McAfee made it clear that he took Campbell's and the Lions' declination personally.

McAfee has built a media empire thanks in no small part to his genuineness, and that's a good thing. But his honest reaction here is the opposite of everything he's come to stand for.

Sports media's dirty little not-so secret is that it's corrupted by access. Access to coaches, players, administrators, programs, executives, franchises, donors, power brokers, owners, etc.

Ever wonder why a particular sports reporter won't ask one of the players or coaches he/she covers an obvious question about something negative that's transpired? Odds are it's because that reporter is afraid he/she will face punitive consequences in the form of reduced access, and then he/she will be at a professional disadvantage compared to other media who don't ask the hard-hitting questions.

This phenomenon is especially true in sports radio, where many media personalities have spent years — decades, even — holding grudges against specific sports figures all because they won't appear on said personality's program.
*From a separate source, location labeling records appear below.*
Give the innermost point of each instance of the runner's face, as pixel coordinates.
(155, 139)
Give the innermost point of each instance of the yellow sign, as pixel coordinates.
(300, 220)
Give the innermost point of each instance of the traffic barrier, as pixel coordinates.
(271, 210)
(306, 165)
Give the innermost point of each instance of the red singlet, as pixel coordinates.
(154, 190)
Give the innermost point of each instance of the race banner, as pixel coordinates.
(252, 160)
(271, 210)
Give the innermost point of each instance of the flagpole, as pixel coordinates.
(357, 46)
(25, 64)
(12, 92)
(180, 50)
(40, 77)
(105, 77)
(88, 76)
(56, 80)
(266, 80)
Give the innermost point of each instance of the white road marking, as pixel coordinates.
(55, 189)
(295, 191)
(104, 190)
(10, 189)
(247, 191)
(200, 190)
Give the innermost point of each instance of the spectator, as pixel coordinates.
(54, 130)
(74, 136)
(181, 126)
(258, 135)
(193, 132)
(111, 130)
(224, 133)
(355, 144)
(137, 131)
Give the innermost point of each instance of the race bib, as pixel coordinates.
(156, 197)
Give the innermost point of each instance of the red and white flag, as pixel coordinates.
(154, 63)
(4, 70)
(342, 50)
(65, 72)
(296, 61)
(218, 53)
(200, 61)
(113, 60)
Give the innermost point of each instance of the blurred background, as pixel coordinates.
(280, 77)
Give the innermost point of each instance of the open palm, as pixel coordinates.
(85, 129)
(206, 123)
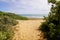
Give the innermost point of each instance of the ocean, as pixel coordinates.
(33, 15)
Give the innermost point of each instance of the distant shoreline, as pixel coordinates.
(35, 18)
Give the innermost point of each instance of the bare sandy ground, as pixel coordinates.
(27, 30)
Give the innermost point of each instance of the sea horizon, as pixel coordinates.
(33, 15)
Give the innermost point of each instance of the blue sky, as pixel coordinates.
(25, 6)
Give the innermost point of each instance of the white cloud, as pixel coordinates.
(29, 6)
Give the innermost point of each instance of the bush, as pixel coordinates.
(51, 26)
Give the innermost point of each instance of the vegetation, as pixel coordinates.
(7, 21)
(12, 15)
(51, 26)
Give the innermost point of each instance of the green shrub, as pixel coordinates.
(51, 26)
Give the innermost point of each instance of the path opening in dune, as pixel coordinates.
(28, 30)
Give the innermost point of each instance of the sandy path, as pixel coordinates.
(27, 30)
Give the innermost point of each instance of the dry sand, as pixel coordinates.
(27, 30)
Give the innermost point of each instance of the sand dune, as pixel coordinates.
(27, 30)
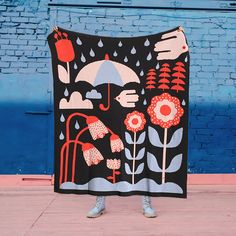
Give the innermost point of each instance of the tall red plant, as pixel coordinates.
(164, 77)
(179, 76)
(151, 77)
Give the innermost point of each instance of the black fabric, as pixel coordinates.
(148, 104)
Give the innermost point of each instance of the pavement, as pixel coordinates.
(209, 210)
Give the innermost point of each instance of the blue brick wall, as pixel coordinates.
(211, 37)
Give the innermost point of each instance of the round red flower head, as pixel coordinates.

It's not hard to find a talking head in the sports world who's formed opinions based not on things that transpired on the playing surface but on an instance when they were turned down. These slights, both perceived and otherwise (almost always perceived, by the way), are often more prominent in a sports media personality's mind than any statistic.

That kind of establishment-style politicking is precisely what has driven so many sports fans away from traditional sports media and directly into the audiences of emerging personalities, like McAfee. It only follows that seeing an iconoclast like him engaging in that same kind of nepotism-adjacent favoritism is disappointing, to say the very least.